Memories, as the song (sort of) goes, can now be plucked from the corners of your mind. The evolution of those canvasses of blown-up photos that couples decide to paint the walls of their houses to remind lovelorn visitors of what they don’t have, has taken the next step. It seems that the advancement of technology has enabled one to immortalise those crazy things you think, sharing it for all the world to see. And judge.
Over at the University of Toronto, they ran a series of tests to that end, hooking subjects up to an EEG machine and shown a galaxy of images with faces. The image was then recreated digitally as it was perceived in the individual’s mind.
“When we see something, our brain creates a mental percept, which is essentially a mental impression of that thing,” said the creator of the technique, Dan Nemrodov via press release. “We were able to capture this percept using EEG to get a direct illustration of what’s happening in the brain during this process.”
So, all good, right? Well, regarding our general response to new technology beyond our understanding, no. Of course not. In fact, some are currently atop a chair teetering on their dining table, screaming in abject shock at the sight of mind-reading being a mere application away.
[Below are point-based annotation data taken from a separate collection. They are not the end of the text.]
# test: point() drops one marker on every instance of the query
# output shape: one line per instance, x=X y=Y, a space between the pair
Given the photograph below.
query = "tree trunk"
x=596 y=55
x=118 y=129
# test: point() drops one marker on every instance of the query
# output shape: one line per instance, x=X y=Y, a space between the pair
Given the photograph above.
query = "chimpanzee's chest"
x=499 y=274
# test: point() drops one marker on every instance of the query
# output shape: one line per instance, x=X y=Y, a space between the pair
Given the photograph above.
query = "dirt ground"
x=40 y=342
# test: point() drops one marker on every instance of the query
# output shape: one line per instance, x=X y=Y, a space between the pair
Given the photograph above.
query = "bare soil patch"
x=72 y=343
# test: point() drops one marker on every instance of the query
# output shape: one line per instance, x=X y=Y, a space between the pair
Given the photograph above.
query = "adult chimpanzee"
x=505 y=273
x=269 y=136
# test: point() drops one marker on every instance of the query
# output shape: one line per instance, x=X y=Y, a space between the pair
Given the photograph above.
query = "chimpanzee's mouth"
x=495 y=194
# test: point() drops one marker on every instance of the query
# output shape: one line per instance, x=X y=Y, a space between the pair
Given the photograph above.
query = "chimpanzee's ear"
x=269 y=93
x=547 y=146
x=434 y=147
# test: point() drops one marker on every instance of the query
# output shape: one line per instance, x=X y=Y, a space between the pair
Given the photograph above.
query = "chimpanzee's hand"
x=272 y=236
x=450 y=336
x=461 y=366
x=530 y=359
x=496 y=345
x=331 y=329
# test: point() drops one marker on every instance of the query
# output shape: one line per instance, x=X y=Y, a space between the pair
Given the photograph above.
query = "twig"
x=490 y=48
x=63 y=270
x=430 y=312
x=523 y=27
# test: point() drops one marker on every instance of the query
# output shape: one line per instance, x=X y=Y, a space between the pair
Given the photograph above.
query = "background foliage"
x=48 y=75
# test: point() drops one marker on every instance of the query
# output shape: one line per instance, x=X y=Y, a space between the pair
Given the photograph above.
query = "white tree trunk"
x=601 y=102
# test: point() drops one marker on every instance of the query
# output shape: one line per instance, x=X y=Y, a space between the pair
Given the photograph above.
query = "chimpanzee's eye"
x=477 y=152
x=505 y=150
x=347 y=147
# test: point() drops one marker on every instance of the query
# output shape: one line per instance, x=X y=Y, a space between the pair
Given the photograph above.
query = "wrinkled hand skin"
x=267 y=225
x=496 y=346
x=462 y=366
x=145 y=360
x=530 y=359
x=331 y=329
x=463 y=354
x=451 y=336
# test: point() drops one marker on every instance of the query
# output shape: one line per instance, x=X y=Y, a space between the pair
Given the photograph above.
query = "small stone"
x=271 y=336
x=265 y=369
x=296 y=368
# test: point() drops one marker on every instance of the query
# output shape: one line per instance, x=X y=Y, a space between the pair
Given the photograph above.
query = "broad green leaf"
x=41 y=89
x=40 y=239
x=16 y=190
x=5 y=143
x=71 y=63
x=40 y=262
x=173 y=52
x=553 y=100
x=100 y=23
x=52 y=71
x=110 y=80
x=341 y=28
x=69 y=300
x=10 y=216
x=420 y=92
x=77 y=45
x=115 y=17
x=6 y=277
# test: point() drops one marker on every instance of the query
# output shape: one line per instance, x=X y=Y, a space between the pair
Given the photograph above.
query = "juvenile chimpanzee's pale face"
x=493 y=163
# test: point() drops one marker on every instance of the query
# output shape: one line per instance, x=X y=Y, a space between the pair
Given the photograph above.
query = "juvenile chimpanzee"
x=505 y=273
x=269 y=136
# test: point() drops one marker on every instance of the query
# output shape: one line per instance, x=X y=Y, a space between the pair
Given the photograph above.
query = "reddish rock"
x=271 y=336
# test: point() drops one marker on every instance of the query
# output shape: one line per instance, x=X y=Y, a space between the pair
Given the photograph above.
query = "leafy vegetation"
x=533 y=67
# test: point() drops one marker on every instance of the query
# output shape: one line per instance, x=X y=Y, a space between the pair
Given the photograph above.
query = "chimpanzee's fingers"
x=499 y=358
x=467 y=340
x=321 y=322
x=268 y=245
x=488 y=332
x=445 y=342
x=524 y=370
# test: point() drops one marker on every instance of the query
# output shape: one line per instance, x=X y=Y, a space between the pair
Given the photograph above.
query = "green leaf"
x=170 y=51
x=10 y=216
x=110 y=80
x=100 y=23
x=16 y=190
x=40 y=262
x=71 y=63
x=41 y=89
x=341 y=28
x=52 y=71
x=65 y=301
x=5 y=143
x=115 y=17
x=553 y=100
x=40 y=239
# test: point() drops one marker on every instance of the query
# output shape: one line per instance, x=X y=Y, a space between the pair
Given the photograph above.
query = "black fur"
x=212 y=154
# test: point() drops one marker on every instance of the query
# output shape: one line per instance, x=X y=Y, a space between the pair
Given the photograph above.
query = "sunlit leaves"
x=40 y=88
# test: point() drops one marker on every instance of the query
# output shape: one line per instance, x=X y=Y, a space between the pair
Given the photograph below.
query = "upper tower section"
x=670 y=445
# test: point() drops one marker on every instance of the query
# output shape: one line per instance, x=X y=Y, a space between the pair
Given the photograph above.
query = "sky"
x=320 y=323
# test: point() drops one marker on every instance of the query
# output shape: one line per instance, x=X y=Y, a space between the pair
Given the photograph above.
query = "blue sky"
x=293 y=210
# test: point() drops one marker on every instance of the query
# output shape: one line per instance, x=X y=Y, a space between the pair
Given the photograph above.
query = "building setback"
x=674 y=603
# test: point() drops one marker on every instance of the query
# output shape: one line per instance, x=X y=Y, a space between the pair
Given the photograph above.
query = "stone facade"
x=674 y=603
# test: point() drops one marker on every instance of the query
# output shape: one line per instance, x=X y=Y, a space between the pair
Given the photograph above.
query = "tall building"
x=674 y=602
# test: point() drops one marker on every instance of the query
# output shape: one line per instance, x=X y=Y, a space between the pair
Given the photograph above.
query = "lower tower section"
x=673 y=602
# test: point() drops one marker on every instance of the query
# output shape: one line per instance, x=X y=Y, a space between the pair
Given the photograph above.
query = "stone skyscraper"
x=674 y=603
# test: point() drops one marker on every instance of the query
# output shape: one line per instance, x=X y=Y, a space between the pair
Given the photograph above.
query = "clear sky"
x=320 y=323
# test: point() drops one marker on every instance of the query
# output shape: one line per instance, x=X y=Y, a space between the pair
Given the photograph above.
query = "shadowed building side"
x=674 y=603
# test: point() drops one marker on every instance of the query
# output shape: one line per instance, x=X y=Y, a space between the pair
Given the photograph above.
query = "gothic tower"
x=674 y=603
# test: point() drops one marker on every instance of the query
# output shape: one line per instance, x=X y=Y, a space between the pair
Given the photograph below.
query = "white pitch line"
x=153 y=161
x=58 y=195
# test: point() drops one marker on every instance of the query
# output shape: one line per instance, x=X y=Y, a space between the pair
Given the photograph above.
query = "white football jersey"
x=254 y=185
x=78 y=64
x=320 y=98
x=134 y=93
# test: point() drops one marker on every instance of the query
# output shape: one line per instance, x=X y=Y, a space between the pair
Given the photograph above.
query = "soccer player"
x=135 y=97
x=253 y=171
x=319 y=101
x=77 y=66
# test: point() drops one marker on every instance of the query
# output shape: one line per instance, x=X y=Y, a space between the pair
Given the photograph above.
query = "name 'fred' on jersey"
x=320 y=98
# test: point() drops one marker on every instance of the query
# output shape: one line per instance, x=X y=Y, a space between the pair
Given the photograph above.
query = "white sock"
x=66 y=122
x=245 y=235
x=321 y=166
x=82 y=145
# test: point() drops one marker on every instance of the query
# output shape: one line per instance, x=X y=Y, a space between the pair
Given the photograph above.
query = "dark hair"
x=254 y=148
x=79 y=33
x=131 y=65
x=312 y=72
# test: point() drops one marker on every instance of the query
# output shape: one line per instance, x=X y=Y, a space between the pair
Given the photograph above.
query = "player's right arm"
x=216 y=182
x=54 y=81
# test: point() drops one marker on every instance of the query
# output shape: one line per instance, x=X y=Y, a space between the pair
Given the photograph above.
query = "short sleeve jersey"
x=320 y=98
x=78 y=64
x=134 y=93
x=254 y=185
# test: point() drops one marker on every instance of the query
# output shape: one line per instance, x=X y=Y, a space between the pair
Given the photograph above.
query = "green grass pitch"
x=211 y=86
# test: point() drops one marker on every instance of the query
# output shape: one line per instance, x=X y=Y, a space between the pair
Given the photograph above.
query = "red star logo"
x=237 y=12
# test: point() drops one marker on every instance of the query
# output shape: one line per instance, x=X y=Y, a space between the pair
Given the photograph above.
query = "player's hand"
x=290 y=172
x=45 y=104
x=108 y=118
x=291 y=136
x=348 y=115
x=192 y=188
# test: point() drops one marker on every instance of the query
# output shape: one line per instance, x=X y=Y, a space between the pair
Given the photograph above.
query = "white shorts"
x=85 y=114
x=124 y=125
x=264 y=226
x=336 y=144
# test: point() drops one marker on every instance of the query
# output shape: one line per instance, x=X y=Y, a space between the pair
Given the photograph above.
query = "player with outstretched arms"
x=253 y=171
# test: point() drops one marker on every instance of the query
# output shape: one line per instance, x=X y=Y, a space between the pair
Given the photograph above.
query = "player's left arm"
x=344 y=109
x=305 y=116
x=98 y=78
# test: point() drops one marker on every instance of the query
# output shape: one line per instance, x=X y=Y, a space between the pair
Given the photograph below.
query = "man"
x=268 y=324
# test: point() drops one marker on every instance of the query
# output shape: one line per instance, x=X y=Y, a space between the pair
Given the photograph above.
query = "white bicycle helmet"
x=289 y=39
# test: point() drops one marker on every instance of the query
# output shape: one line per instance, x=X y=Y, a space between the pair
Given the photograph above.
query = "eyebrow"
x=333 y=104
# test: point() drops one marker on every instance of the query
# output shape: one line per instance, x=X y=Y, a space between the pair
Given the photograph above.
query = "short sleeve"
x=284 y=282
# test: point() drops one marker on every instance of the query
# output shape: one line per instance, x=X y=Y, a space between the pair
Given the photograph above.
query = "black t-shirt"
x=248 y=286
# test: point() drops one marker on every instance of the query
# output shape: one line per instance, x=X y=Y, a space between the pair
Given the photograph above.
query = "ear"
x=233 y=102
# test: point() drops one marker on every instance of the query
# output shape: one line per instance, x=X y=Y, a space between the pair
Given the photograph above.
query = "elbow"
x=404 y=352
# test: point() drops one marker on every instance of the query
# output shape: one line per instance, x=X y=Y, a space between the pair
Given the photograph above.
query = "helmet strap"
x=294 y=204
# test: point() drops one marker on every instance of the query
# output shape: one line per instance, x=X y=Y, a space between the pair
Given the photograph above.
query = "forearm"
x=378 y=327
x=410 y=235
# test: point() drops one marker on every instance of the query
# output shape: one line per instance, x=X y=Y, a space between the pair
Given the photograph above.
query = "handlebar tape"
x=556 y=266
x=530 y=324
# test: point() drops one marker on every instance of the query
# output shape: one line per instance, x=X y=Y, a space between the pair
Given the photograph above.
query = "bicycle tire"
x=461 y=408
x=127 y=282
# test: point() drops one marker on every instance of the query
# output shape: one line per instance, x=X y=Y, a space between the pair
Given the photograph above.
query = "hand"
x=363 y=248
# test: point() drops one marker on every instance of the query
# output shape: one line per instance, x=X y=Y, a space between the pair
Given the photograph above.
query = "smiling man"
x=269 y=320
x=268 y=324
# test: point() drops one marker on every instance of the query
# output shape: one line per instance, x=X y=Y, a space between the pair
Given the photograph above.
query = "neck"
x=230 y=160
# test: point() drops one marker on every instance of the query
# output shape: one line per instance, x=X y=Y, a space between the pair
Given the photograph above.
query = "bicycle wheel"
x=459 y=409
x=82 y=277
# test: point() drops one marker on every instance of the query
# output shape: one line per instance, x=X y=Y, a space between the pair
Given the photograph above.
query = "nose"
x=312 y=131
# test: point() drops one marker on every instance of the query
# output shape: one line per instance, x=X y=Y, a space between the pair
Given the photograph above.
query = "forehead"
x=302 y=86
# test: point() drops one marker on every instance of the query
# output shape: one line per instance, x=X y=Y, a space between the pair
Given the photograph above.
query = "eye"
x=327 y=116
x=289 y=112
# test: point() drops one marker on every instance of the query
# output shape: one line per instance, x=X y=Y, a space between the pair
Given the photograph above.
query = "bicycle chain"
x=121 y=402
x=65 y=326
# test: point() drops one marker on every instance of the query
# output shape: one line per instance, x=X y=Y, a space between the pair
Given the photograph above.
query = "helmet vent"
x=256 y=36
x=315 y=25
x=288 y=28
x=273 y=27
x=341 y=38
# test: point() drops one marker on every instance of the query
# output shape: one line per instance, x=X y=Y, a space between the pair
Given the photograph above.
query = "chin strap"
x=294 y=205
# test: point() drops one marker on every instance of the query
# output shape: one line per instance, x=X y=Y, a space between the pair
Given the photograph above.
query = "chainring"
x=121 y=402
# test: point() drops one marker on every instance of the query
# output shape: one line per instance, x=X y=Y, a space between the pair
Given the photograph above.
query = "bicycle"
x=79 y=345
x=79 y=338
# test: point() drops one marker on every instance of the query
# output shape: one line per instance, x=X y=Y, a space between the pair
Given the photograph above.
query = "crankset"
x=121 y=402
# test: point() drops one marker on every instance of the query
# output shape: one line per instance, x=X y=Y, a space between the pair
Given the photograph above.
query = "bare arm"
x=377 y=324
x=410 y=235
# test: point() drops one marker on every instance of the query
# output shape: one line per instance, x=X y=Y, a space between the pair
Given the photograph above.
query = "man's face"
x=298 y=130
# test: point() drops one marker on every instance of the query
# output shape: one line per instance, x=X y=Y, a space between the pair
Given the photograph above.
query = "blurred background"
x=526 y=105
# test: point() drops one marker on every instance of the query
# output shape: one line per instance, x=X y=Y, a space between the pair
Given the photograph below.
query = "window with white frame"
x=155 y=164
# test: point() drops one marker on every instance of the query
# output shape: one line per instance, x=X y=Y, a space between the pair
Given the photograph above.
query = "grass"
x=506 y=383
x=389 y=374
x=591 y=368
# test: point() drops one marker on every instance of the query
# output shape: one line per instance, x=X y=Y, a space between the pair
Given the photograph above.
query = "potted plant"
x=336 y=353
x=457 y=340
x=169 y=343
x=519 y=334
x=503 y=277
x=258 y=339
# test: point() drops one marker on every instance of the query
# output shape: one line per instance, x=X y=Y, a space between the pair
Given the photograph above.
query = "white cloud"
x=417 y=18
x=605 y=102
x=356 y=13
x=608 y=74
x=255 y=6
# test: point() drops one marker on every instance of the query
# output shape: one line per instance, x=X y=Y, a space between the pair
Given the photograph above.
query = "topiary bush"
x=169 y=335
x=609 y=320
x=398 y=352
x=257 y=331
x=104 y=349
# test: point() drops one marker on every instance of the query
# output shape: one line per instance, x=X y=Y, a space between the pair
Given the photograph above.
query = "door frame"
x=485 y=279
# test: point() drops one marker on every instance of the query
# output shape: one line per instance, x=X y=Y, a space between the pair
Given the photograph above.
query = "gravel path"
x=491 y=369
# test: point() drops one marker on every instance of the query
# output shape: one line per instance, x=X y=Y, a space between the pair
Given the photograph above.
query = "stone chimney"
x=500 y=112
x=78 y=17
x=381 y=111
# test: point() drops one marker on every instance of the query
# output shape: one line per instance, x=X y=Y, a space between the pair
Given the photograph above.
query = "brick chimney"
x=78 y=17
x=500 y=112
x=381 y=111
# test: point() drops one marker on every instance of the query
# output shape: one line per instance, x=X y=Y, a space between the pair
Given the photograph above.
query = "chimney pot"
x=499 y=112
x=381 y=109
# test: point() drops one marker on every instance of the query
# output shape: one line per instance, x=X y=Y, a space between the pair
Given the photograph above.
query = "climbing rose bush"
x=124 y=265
Which, like all technology could be enabled for good or ill, but for the time being, let us focus on the positives.
To the end, it could be life-changing to many, especially those who are unable to speak or use sign language. It could offer them a way to communicate. It could also provide law enforcement with the ability to render a clear picture of what a witness remembers. Which, of course, means the day of the police sketch artist may be numbered. But that’s progress, innit?